Connect to share and comment

Will apathy reign?

Fears that low turnout for the European Parliament elections could boost extremist parties.

A combination of undated pictures shows various electoral posters from EU countries for the European Parliament elections. (Reuters)

BRUSSELS — Expectations of record-low turnout and the massive efforts to change that have been the dominant themes of media coverage ahead of the June 4 to June 7 European Parliament (EP) elections, far eclipsing discussion of policy or issues.

Conventional wisdom holds that extremist parties stand to benefit if a large proportion of the public stays home on polling days. A poll last week showed the number of likely voters on the rise — 49 percent now versus 34 percent from January to February polling. But the major political groups remain desperate — and unlikely — to hold onto every seat in the face of strong challenges from unconventional parties.

EP President Hans-Gert Pottering, a member of Germany’s Christian Democrats and the EP’s largest grouping, the European People’s Party, is among those who has been warning voters about what apathy may bring. “(I)f the people who are in favor of Europe will not vote or are not interested, then the extremes will be very strong, from the very left and from the very right,” Pottering told a large public gathering earlier this month. “I don't want that those who want to destroy the EU have an important role to play in the future of the EU.”

Pottering was not exaggerating. Though “euroscepticism” is not uncommon within the EP — the Independence and Democracy (IND/DEM) coalition claims 22 MEPs who are openly eurosceptic and some who are even secessionist — the term, if not the mindset, has become much more popular in the 2009 campaign.

In Britain, for example, a poll commissioned by The Economist revealed that this sentiment has grown significantly over the last 25 years, with the percentage of British citizens who think the EU is a “bad thing” rising from 30 to 37 percent and those who dislike being in the union rising even more dramatically, from 31 to 43 percent. What’s unclear is which parties will benefit from that change.

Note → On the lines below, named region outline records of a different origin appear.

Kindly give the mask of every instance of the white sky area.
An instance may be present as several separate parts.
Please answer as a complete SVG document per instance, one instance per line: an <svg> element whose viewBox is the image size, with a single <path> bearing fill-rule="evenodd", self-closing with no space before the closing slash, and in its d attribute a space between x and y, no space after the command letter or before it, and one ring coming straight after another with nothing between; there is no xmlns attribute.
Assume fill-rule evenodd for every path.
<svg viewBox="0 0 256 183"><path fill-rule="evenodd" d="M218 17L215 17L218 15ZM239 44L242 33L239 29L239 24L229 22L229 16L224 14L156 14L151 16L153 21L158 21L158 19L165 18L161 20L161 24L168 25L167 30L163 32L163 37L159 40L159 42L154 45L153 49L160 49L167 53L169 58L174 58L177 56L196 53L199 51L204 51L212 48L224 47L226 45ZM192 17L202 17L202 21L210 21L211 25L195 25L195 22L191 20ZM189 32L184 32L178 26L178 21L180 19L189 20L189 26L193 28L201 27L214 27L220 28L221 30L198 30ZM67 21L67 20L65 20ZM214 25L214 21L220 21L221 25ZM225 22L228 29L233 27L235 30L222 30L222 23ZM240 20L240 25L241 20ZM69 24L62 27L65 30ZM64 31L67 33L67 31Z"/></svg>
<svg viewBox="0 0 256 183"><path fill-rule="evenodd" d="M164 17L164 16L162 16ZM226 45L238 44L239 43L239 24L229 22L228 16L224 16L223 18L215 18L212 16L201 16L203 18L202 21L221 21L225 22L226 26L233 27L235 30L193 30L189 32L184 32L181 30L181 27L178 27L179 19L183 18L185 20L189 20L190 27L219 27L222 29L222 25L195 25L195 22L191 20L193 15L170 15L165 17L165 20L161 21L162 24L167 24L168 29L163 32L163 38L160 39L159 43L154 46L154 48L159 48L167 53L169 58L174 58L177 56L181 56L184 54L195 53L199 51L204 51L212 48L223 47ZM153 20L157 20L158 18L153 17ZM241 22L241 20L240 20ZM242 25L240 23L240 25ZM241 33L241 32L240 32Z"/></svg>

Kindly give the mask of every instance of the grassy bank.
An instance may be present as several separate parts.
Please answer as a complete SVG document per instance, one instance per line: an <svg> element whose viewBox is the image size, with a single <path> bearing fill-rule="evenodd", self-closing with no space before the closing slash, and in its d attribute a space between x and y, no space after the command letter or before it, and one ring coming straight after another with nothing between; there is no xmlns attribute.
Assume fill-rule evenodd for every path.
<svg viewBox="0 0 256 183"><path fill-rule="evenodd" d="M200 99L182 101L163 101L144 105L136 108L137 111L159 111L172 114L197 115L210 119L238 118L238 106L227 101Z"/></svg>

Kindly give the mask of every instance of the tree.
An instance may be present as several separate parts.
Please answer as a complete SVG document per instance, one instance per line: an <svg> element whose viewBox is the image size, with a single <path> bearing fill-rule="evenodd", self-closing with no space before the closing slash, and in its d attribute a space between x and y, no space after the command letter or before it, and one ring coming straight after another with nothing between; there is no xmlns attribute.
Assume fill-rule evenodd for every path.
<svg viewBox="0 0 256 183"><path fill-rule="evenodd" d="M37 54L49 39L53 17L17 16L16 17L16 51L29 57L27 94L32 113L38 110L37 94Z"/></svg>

UKIP, the United Kingdom Independence Party, currently holds nine seats in an institution it wants to abandon by convincing Britain to withdraw from the EU. A new party, No2EU — Yes to Democracy, has even sprung up in the final weeks before the election. The alliance contends that workers are not well served by EU membership, and takes euroscepticism to a new level: “We will not even sit in the European parliament in the event of winning any seats,” its platform states. “Our candidates will only nominally hold the title MEP and will not board the notorious EU gravy train.”

One thing these two parties do agree on is distaste for the British National Party (BNP), which has six candidates on the ballot. BNP shares their opposition to belonging to the EU, but also says that the U.K. should stop all immigration, which it believes makes “white Britons second-class citizens.” No2EU accuses BNP not only of promoting “racist political ends” but also of not being sufficiently anti-EU, saying it “can’t wait to get on the gravy train and link up with other fascist parties from Italy and France in the European parliament.”